The six-year NFL veteran, who led San Francisco to Super Bowl XLVII before the league caught up to his running-and-passing style, opted out of his contract with the Niners in March but has remained unsigned, having garnered little interest from teams around the league. A number of NFL players, including the Seattle Seahawks cornerback Richard Sherman, believe he is being blackballed by NFL teams for his political protest last season.
Sherman told ESPN First Take that Kaepernick’s remaining unsigned has little to do with the quality of his play and everything to do with his national anthem protest of last year. “It has nothing to do with football. You can see that,” Sherman said.
Asked why Kaepernick had not yet been picked up by a new team, on a day that Mark Sanchez was signed by the Chicago Bears, Sherman said: “It’s difficult to see because he’s played at such a high level, and you see guys, quarterbacks, who have never played at a high level being signed by teams. So it’s difficult to understand.
“Obviously he’s going to be in a backup role at this point. But you see quarterbacks, there was a year Matt Schaub had a pretty rough year and got signed the next year. So it has nothing to do with football. You can see that. They signed guys who have had off years before.”
The 49ers general manager John Lynch said last week in a radio interview that he had spoken with Kaepernick and that he wanted to play in the NFL this season, urging the quarterback to publicly express his desire to continue his career.
“He is fully committed to wanting to be in this league,” Lynch told KNBR Radio in San Francisco. “I won’t communicate too much of what we’ve talked about, but I will communicate that I gave that opinion to Colin myself: ‘I think you are having a little bit of an image crisis in terms of not so much what you did last year, but people are wondering, is this most important to you, at a position where the guys that succeed at that position are the guys that live it, breathe it, the CEOs that play that position.’ And I think there is a perception that football’s not on the top of his list.
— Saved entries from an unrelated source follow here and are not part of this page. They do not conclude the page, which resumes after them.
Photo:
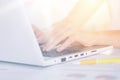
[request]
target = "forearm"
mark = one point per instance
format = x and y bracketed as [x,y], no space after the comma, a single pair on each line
[109,38]
[83,10]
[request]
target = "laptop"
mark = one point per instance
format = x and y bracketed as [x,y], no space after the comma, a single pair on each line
[18,43]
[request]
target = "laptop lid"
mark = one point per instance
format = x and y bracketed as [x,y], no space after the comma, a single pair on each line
[17,41]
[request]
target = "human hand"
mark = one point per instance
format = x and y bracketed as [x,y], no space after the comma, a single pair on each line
[39,34]
[68,35]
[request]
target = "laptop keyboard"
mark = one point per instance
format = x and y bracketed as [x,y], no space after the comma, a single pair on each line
[54,53]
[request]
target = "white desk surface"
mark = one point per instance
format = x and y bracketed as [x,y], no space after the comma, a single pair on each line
[65,71]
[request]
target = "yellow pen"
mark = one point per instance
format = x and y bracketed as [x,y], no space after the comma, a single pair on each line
[101,61]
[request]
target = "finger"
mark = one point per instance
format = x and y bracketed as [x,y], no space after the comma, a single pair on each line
[56,41]
[66,44]
[59,28]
“And so, my communication with Colin was, ‘Your best effort, I think the way you could best help yourself is to not have someone talk for you, not have statements, but go sit down and do an interview, and let people know exactly where you stand.’ Because he makes a compelling case as to how bad he wants to be in the league when you talk to him.
“And so, I’ll leave it at that, but we did have those discussions and I think that would help him.”
Kaepernick completed 59.2% of his passes, averaged 6.8 yards per attempt and threw 16 touchdowns with four interceptions in 12 games for the 49ers last season. But his refusal to stand for the national anthem in protest at police brutality and racial injustice became the NFL’s biggest storyline of last season. He’s said he will stand for the anthem next year since his objective for the protest, to start a nationwide debate, has largely been achieved.